Todd continued to smile. He crossed the room as if to get a better look at the woman in the picture. Instead of looking at the picture, he fingered the shade on a small table-lamp.
“Stop that!” Dussander barked harshly. Todd jumped back a little.
“That was good,” he said sincerely. “Really commanding. It was Ilse Koch who had the lampshades made out of human skin, wasn’t it? And she was the one who had the trick with the little glass tubes.”
“I don’t know what you’re talking about,” Dussander said.

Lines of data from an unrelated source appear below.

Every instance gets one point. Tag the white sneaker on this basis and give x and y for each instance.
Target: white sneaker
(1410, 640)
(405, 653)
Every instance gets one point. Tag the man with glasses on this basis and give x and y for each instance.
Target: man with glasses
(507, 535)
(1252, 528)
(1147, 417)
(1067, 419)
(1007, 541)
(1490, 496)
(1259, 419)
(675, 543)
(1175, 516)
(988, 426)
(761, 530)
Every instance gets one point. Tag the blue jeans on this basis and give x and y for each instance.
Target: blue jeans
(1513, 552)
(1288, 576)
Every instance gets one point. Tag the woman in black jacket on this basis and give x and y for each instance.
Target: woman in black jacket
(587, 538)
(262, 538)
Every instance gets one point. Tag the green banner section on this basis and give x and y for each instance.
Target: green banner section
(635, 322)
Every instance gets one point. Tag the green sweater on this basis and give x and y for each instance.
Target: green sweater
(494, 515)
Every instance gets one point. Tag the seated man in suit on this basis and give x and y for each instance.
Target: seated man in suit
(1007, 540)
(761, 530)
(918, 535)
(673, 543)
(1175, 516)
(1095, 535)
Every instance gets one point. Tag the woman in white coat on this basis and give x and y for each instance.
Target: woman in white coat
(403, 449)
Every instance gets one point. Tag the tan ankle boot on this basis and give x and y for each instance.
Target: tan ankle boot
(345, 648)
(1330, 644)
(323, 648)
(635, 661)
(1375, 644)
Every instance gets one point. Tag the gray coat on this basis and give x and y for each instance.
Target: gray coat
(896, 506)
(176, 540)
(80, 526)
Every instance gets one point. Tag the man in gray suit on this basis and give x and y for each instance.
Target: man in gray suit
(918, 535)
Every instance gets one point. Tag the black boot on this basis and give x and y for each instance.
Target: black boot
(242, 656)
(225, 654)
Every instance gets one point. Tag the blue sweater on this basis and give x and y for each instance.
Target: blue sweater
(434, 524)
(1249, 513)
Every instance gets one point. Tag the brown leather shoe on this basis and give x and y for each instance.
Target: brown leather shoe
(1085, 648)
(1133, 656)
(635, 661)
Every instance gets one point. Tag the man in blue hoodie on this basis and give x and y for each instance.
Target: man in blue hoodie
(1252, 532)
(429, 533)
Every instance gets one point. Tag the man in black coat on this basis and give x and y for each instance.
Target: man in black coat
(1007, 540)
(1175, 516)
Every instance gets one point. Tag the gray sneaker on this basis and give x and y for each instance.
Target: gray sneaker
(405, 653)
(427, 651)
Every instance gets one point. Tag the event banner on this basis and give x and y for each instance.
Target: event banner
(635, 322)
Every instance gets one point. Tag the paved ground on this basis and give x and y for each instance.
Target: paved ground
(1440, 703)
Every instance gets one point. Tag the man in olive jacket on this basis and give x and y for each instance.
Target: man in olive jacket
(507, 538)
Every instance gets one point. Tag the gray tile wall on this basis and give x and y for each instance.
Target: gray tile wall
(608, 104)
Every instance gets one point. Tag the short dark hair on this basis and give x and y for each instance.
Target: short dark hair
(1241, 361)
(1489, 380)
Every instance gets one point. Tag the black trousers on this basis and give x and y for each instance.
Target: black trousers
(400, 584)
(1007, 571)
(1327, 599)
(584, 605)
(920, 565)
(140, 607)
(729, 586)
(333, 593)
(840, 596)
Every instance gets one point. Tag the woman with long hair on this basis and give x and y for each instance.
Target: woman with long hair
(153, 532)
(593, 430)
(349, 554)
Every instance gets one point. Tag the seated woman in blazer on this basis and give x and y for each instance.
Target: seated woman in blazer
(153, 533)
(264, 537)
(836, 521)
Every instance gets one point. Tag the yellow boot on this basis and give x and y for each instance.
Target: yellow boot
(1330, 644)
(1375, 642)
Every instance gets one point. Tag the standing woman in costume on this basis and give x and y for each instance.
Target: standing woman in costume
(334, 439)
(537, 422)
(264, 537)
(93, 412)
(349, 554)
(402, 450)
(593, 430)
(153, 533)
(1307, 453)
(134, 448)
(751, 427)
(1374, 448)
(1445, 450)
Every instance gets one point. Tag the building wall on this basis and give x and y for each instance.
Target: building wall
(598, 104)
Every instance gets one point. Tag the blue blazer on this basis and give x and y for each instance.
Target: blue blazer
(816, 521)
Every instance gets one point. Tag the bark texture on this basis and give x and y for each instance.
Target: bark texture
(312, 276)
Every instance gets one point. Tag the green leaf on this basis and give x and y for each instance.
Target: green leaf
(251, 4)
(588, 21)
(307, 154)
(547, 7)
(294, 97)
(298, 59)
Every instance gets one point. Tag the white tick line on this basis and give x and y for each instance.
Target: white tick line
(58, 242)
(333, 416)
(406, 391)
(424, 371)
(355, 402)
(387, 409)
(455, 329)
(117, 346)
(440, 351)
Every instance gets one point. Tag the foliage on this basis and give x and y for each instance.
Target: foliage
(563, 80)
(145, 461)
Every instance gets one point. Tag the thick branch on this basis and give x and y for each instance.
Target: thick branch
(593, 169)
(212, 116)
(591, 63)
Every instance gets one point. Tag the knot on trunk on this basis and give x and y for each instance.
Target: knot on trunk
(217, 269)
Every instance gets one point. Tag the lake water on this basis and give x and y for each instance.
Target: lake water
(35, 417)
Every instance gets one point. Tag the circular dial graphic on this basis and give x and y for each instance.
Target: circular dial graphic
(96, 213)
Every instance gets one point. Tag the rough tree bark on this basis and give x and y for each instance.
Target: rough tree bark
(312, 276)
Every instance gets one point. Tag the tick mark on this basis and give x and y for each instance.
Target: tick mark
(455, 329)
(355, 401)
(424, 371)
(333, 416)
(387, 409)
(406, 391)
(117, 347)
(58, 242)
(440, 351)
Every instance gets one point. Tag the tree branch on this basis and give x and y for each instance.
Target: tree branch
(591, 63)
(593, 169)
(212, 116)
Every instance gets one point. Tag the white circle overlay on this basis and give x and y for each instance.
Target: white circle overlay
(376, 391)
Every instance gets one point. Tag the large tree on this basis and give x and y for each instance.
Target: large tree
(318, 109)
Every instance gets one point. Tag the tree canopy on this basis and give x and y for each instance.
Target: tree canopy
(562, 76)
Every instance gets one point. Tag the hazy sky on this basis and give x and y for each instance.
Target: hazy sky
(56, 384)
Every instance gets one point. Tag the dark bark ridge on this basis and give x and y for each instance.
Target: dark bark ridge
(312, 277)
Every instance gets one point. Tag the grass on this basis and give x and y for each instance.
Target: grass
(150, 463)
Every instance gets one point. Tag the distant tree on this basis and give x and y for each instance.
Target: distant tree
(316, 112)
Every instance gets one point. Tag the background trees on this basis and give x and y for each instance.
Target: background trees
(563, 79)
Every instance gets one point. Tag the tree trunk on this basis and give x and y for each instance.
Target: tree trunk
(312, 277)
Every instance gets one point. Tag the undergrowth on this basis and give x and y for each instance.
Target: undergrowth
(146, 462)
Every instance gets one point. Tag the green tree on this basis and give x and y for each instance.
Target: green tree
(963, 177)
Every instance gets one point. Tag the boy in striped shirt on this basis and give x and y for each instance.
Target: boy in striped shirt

There was a package of Kools, the kind with no filter, on top of the TV. He offered them to Todd. “Cigarette?” he asked, and grinned. His grin was hideous.
“No. They give you lung cancer. My dad used to smoke, but he gave it up. He went to Smokenders.”
“Did he.” Dussander produced a wooden match from the pocket of his robe and scratched it indifferently on the plastic case of the Motorola. Puffing, he said: “Can you give me one reason why I shouldn’t call the police and tell them of the monstrous accusations you’ve just made? One reason? Speak quickly, boy. The telephone is just down the hall. Your father would spank you, I think. You would sit for dinner on a cushion for a week or so, eh?”
“My parents don’t believe in spanking. Corporal punishment causes more problems than it cures.” Todd’s eyes suddenly gleamed. “Did you spank any of them
? The women? Did you take off their clothes and—”
With a muffled exclamation, Dussander started for the phone.
Todd said coldly: “You better not do that.”
Dussander turned. In measured tones that were spoiled only slightly by the fact that his false teeth were not in, he said: “I tell you this once, boy, and once only. My name is Arthur Denker. It has never been anything else; it has not even been Americanized. I was in fact named Arthur by my father, who greatly admired the stories of Arthur Conan Doyle. It has never been Doo-Zander, or Himmler, or Father Christmas. I was a reserve lieutenant in the war. I never joined the Nazi party. In the battle of Berlin I fought for three weeks. I will admit that in the late thirties, when I was first married, I supported Hitler. He ended the depression and returned some of the pride we had lost in the aftermath of the sickening and unfair Treaty of Versailles. I suppose I supported him mostly because I got a job and there was tobacco again, and I didn’t need to hunt through the gutters when I needed to smoke. I thought, in the late thirties, that he was a great man. In his own way, perhaps he was. But at the end he was mad, directing phantom armies at the whim of an astrologer. He even gave Blondi, his dog, a death-capsule. The act of a madman; by the end they were all madmen, singing the ‘Horst Wessel Song’ as they fed poison to their children. On May 2nd, 1945, my regiment gave up to the Americans. I remember that a private soldier named Hackermeyer gave me a chocolate bar. I wept. There was no reason to fight on; the war was over, and really had been since February. I was interned at Essen and was treated very well. We listened to the Nuremberg trials on the radio, and when Goering committed suicide, I traded fourteen American cigarettes for half a bottle of Schnaps and got drunk. When I was released, I put wheels on cars at the Essen Motor Works until 1963, when I retired. Later I emigrated to the United States. To come here was a lifelong ambition. In 1967 I became a citizen. I am an American. I vote. No Buenos Aires. No drug dealing. No Berlin. No Cuba.” He pronounced it Koo-ba. “And now, unless you leave, I make my telephone call.”